Salz und Pfeffer erst direkt vor dem Servieren über das Fleisch geben.
Italienischer Nudelsalat
500g Nudeln, z.B. Farfalle
150 ml Kalbsfonds
1 TL Senf
4 EL Olivenöl
6 EL Balsamicoessig o.ä.
1 EL Honig
2 Zweige Rosmarin
1 Zweig Thymian
4 – 6 Knoblauchzehen
2 Handvoll Rucola
100 g schwarze Oliven, grob gehackt
100 g getrocknete Tomaten, in Streifen geschnitten
1 EL Pinienkerne, geröstet
Salz
Pfeffer
Den Kalbsfonds aufkochen und mit Rosmarin, Thymian und Knoblauch ein halbes Stündchen ziehen lassen. Dann passieren.

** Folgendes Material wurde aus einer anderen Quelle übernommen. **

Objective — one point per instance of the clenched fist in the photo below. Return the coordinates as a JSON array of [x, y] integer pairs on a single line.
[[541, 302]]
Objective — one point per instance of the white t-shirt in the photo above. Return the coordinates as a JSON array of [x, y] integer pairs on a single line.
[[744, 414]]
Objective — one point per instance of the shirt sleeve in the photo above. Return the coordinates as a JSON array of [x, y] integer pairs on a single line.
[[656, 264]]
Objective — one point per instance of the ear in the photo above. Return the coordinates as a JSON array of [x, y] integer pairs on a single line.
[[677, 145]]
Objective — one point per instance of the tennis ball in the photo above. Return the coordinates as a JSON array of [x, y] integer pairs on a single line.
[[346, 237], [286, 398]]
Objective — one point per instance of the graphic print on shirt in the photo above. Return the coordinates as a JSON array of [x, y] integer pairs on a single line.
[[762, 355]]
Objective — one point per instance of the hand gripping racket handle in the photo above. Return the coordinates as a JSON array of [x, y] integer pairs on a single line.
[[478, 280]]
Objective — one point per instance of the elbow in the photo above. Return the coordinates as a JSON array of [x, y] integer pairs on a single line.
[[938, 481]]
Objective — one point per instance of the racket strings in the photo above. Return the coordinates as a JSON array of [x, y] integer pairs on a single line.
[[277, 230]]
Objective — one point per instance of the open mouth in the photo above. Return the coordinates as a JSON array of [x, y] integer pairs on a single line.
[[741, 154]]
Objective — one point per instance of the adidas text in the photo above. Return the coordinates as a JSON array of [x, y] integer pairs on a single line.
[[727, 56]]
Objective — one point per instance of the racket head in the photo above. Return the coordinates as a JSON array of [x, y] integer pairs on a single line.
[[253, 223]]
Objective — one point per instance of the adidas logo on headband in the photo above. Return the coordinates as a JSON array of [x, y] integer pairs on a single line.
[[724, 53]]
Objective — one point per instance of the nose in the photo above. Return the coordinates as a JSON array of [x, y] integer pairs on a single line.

Die Nudeln kochen, abschütten und kalt abschrecken. Kalbsfonds mit Senf, Öl, Essig und Honig verrühren. Mit Salz und Pfeffer abschmecken und dann mit den Nudeln mischen. Dann Tomaten, Oliven und Pinieenkerne dazu geben.
Ziehen lassen.
Vor dem Servieren mit Essig, Öl, Salz und Pfeffer abschmecken und den Rucola unterrühren.
Dazu passt…
J.L. Chave – Côtes du Rhone „Mon Coeur“2013
Die Domaine Chave umwittert nicht ohne Grund der Mythos der Genialität. Die Hermitage-Weine sind so phänomenal wie unbezahlbar – zumindest als Hauswein Da kommt der „Mon Coeur“ gerade Recht. Der hat zwar auch die Kraft eines waschechten Côtes du Rhone, verfügt aber gleichzeitig über ein Maß an Eleganz und Finesse, die einen schon mal ungläubig die Augen reiben lassen kann. Das ist bezahlbarer Superstoff.